Elevated levels of three specific circulating proteins are associated with protection against kidney failure in diabetes, according to new research from Harvard Medical School researchers at Joslin Diabetes Center published in Science Translational Medicine.

“As well as acting as biomarkers for advancing kidney disease risk in diabetes, the proteins may also serve as the basis for future therapies against progression to the most serious types of kidney disease,” said Andrzej Krolewski, HMS professor of medicine at Joslin and senior author on the paper.

This would likely include the delay and prevention of end-stage renal disease (ESRD), the most serious and advanced stage of diabetic kidney disease.

The study marks a move towards looking for markers associated with protection against, rather than increased individual risk, for the rapid progression of diabetic kidney disease.

This may lead more directly to potential targets for slowing progression because the approach is based on the thinking that individuals with slow progression will have protective factors of some sort.

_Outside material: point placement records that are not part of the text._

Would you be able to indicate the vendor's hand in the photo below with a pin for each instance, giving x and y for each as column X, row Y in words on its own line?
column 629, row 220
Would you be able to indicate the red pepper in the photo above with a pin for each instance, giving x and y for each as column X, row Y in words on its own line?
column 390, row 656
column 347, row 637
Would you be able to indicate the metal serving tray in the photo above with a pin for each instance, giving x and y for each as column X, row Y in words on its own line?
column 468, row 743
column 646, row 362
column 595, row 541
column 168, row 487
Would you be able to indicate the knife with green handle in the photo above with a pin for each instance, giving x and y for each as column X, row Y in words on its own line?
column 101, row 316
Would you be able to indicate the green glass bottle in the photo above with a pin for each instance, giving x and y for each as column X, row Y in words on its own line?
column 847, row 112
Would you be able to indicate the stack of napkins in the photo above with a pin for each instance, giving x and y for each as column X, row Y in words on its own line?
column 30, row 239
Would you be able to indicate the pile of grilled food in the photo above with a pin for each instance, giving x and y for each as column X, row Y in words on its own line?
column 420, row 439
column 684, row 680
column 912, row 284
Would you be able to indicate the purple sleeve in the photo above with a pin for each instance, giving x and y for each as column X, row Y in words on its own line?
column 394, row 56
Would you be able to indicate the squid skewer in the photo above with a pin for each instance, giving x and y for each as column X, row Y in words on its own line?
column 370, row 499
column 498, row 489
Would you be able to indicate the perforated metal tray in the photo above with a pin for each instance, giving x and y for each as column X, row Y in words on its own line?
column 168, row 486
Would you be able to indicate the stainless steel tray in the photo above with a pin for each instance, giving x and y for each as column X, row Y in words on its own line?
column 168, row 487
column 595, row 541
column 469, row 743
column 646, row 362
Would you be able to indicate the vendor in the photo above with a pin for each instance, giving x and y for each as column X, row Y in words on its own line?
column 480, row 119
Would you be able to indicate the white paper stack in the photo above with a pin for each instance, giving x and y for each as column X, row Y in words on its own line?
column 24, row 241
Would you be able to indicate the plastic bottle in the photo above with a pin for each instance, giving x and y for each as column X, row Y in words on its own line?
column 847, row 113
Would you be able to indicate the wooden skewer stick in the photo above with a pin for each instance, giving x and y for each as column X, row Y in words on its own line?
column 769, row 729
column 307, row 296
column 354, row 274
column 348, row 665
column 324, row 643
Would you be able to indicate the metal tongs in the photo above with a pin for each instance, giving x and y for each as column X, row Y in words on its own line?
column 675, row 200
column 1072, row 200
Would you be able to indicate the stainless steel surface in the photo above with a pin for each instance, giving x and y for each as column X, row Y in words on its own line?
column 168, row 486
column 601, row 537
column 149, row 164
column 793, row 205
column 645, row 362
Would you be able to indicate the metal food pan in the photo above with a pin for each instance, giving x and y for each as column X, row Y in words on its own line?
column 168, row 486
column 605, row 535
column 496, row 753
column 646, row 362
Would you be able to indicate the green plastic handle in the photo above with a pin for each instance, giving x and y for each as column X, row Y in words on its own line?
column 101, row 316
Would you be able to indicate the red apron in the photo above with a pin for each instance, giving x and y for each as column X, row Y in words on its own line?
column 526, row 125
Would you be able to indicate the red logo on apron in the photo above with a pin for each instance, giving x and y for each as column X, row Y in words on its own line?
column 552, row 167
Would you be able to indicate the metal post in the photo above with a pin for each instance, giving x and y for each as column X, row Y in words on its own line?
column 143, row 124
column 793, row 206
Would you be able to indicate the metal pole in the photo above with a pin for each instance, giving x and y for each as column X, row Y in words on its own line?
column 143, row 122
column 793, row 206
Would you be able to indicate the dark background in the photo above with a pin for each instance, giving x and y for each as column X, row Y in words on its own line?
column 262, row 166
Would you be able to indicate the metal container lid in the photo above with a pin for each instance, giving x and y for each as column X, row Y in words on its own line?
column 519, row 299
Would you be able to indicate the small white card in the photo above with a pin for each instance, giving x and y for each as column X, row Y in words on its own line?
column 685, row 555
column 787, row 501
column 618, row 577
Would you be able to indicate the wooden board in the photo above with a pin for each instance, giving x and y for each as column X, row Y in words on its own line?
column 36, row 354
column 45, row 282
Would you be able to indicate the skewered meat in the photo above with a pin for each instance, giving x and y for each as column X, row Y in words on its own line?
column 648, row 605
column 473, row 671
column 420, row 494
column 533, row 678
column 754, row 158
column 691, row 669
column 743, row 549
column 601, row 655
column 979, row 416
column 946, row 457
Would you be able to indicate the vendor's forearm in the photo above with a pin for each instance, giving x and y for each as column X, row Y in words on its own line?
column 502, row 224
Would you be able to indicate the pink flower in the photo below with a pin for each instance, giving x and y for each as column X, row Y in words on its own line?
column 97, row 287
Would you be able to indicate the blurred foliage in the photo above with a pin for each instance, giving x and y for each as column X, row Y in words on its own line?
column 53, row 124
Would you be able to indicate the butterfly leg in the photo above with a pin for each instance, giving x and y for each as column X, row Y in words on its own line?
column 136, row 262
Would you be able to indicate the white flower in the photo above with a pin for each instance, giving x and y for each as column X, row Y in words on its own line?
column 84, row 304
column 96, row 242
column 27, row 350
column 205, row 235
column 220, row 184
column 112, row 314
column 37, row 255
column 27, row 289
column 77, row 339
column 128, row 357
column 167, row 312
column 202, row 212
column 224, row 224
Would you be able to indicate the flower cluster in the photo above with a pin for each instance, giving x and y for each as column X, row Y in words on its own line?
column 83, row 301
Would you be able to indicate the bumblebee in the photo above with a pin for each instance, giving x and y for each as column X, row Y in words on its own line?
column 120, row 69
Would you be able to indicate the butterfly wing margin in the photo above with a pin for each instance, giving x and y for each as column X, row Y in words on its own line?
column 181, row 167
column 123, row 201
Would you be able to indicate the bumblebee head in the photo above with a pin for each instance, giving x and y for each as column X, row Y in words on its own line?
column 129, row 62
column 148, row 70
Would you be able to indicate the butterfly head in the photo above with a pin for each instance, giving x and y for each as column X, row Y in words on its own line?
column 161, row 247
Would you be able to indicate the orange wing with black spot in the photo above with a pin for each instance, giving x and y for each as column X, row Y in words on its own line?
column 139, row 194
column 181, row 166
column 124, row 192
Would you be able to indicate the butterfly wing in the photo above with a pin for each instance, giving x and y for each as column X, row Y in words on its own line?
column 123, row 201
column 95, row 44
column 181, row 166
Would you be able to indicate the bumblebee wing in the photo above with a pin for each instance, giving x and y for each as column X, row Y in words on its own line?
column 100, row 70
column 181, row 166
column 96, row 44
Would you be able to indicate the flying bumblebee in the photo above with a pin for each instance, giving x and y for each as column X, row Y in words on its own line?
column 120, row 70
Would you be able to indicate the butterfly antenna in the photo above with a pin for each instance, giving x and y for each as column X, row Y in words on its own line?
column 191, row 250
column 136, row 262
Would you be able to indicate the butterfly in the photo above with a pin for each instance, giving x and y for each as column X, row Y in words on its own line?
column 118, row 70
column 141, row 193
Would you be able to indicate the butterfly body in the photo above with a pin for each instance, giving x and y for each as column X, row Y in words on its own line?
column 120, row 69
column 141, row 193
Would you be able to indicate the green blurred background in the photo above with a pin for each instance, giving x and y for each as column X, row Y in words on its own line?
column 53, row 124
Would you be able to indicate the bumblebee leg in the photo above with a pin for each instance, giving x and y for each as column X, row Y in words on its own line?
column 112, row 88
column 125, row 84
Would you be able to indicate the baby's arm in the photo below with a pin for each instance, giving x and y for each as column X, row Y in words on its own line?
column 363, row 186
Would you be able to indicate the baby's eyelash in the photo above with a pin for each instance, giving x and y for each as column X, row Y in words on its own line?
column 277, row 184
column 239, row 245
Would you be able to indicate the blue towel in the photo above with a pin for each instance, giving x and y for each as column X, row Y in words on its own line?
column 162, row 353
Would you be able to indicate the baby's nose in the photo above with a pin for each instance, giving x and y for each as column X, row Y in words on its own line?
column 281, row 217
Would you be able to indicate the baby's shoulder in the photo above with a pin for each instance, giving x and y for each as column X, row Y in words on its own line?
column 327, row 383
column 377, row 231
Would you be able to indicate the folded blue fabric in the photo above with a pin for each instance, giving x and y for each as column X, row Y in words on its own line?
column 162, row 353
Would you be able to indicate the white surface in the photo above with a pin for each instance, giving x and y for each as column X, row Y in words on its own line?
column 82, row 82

“Our research became possible only recently,” said Krolewski. “We were able to search for these markers thanks to the development of high-throughput proteomic platforms. More importantly, the availability of biobank specimens that we established many years ago in the Joslin Kidney Study was critical.”

According to the study, researchers profiled levels of just over 1,000 proteins in the plasma samples that were taken at baseline in the original study. All of them had diabetes and moderately impaired kidney function. They used two cohorts of individuals with either type 1 or type 2 diabetes that was followed for between 7 and 15 years.

The main aim was to identify proteins that were elevated in individuals with slow or minimal decline in kidney function over the follow-up period. Notably, they did validate the initial findings in a further cohort of individuals with type 1 diabetes.

Working through potential candidate proteins, they found three proteins that appeared to offer protection against progressive decline. These were fibroblast growth factor 20 (FGF20), angiopoietin-1 (ANGPT1) and tumor necrosis factor ligand superfamily member 12 (TNFSF12).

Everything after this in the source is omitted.